I am attempting a navbar translation to simplified Chinese in Django, however, only the first word is being translated. To wit, I have created a navbar.html
with the following content:
{% load i18n %}
<li><a href="{% url 'homepage' %}">{% trans 'Home' %}</a></li>
<li><a href="{% url 'security' %}">{% trans 'Security' %}</a></li>
I then do a ./manage.py makemessages -l zh_CN
and constructed a file django.po
which contains
#: templates/navbar.html:20
msgid "Home"
msgstr "首页"
#: templates/navbar.html:25
msgid "Security"
msgstr "安全性"
I then did a ./manage.py compilemessages
to get the django.mo
, which appears to have all the translations I need.
As opposed to this question, my LOCALE_PATHS
is indeed a tuple:
LOCALE_PATHS = (
os.path.join(BASE_DIR, 'locale'),
)
and my LocaleMiddleware
is after SessionMiddleware
and before CommonMiddleware
, as the documentation specifies:
MIDDLEWARE = [
'django.middleware.security.SecurityMiddleware',
'django.contrib.sessions.middleware.SessionMiddleware',
'django.middleware.locale.LocaleMiddleware',
'django.middleware.common.CommonMiddleware',
...
]
Yet nonetheless, only Home
is translated; all other template variables are left untranslated.
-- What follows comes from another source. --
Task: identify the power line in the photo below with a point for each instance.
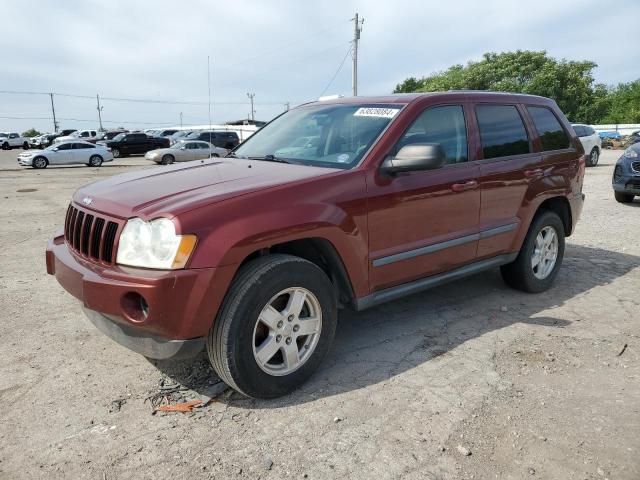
(337, 71)
(137, 100)
(86, 120)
To add a bit more mystery, I translated the navbar to Spanish and all variable were translated properly in the browser. This made me suspect my browser was not using the correct language code, so I ran ./manage.py makemessages -l zh-hans
and copied over the translation from the zh_CN
directory, but no dice.
Following this, I have removed all instances of #, fuzzy
, to no avail.
I am on Django 1.10.3 and Python 3.5.